When was the last time you went on a date with your spouse? Was it before you had kids? Was it so long ago you honestly can’t remember where you went or what you did? If so, that’s okay. We were guilty of that for a long time, and some seasons of life, we are still guilty of it.
I have been asked a lot over the last year what it was like going from one kid to two kids, and I think I was mainly getting that question because my kids are only 20 months apart. Honestly, most of the time I’m sure I was asked out of pity – people would see the bags under my eyes or me trying to load my toddler into a stroller with an infant strapped to my chest and feel the need to “check in”. We all go through that stage though, whether it be with one kid, two kids, or five kids. There’s always a survival mode period with zero concern for yourself, and the priority is diapers, food, naps, repeat. The other thing that takes a backseat during that period: your marriage. And, if we’re being completely transparent here, sometimes your marriage doesn’t reach your radar again for months and months after a baby arrives until you’ve gotten to the point where you’re more roommates who take turns giving baths than two people in a loving relationship.
When I had my second baby, I was prepared for my brain to only have kids on it for awhile, but I wasn’t prepared for how much harder it was this time around to break through that survival period and re-enter life and relationships.

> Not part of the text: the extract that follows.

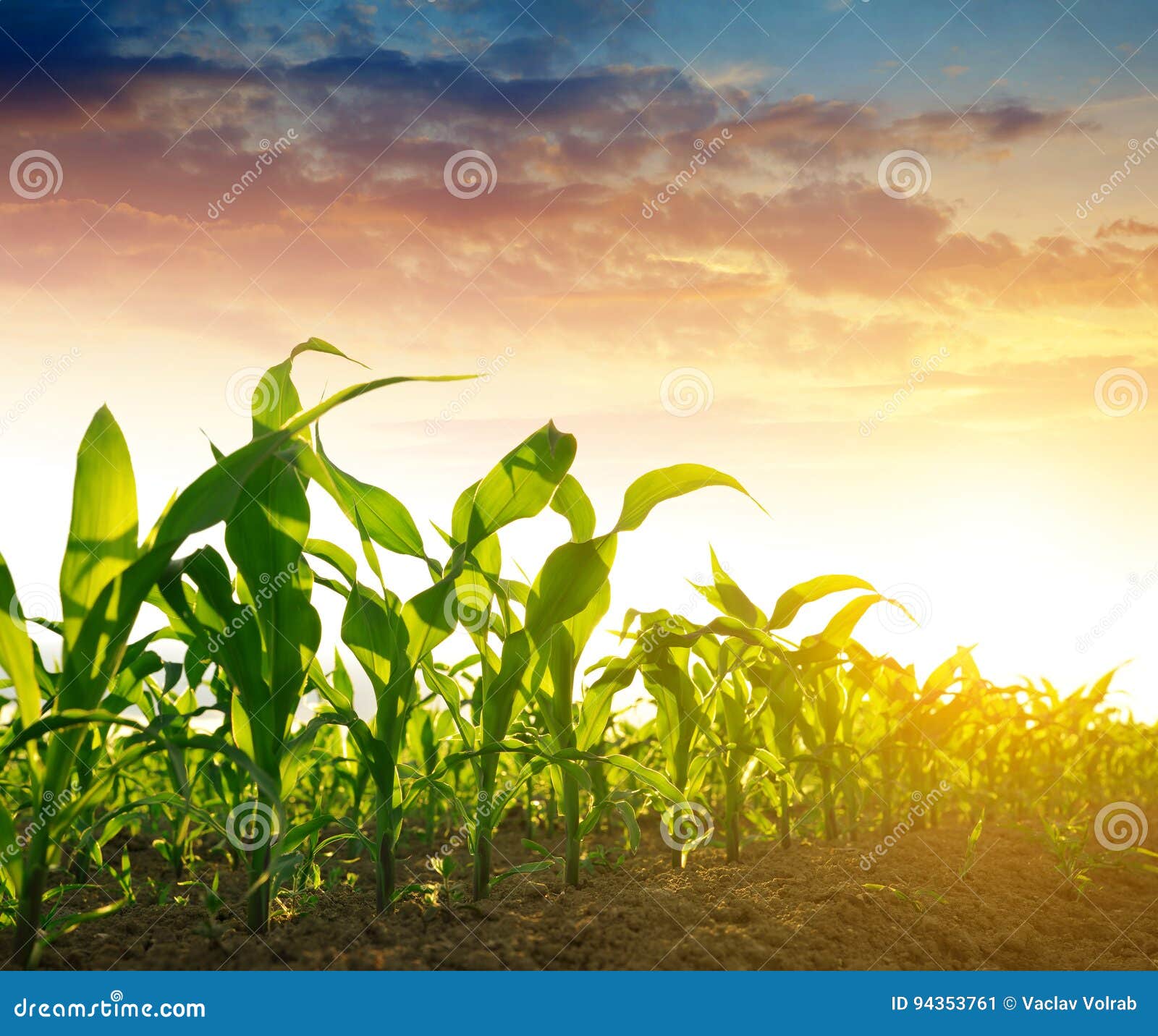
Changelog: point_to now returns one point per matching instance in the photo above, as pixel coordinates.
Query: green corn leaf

We all try to find ways to be “human” again after becoming parents, but for me I forgot to use the best relationship I had – my marriage – to help me do that. It’s easy to take for granted the people who are there for you every single day without wavering, and it’s easy to forget that those relationships need attention too.

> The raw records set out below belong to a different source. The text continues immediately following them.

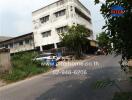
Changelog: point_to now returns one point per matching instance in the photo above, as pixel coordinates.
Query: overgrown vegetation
(23, 66)
(75, 39)
(119, 29)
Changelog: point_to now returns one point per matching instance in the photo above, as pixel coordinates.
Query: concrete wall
(69, 19)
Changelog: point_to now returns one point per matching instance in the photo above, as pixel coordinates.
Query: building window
(6, 46)
(46, 34)
(60, 13)
(62, 29)
(44, 19)
(11, 45)
(27, 41)
(81, 14)
(20, 43)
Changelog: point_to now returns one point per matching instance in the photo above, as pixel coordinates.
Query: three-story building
(53, 19)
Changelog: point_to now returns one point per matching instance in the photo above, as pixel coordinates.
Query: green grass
(23, 67)
(123, 96)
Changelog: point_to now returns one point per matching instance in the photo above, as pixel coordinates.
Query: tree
(103, 40)
(119, 29)
(75, 38)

It takes time to realize and accept that being a good mom, good friend, and good wife can all co-exist. I felt mom guilt to the core before my second son was born (I’ll write about that some other time), and it has taken me until well, probably now if we’re being real, to release some of the guilt I feel when I leave the kids to have coffee with a friend or get my hair done or *gasp* go on a date with my husband. My family was built on my relationship with my husband, and if there is anything I have learned since having two kids it’s that my mental health and attitude about the day are 100x more positive if my marriage is at a solid place. So go on, date your spouse. Remove yourself from the roles of mom and dad for a few hours (except, you know, those “just checking in” texts you will send every 30 minutes). Have a conversation about something important to you without the added input of a 3 year old (which usually comes in the form of dinosaur noises or asking you to wink). Take yourself out of your comfort zone with your spouse because chances are, you still have a lot to learn about each other, especially since becoming parents. There are tons of cute lists of ‘questions to ask your spouse’ or ‘get to know your husband’ blogs and games out there. We found a fun one on Amazon called Table Topics Couples: Questions to Start Great Conversations. It has been a good ice breaker for us (that sounds really silly to say), because some nights you know you want to talk and have a meaningful conversation with your spouse, but you don’t know where to start or even what you want to talk about. Maybe not everyone feels that way, but after a long day with two very young children, I often want a good, soulful conversation but I don’t have the brain power to think of something, and the cards are helpful.
Speaking of dating your spouse, Nick and I went for a morning hike last week while my mom was visiting. It may have looked a lot different than our dates 5 years ago, but it was time that was appreciated and meaningful even if it was before 8 AM. It’s taken us three years to get comfortable asking our parents to babysit the boys for a few hours when they visit so we can have some alone time. We have always felt guilty because our families have to drive or fly from states away to see us, and ditching them so we can go have fun is the last thing we thought we should be doing. We (or at least I) eventually realized that 1 – our parents want the time with our kids and 2 – us having a strong relationship is not only important for us, but it’s important for our kids and our parents to see. So, we hiked a not-so-kid-friendly trail. We talked without distraction. We realized we were too out of shape to do more than one hard trail so we went and got ice cream at 10 AM.
If you are in this stage of life (the one where you look at your spouse like you haven’t seen them in 10 years sometimes), I feel you. Kids change so much about all of the relationships around you, even the ones within your home. It’s hard to figure out how to prioritize your marriage again after kids, but you’ll be thankful you did. Someday when your kids have healthy, stable relationships, they will be thankful you did too because you provided them with a great example of a positive relationship. 💕
I love my visits with all of you, and also love it when I can watch the boys while you two get some alone time and would do it anytime. Prioritizing your marriage is indeed very important and healthy and you guys are great examples!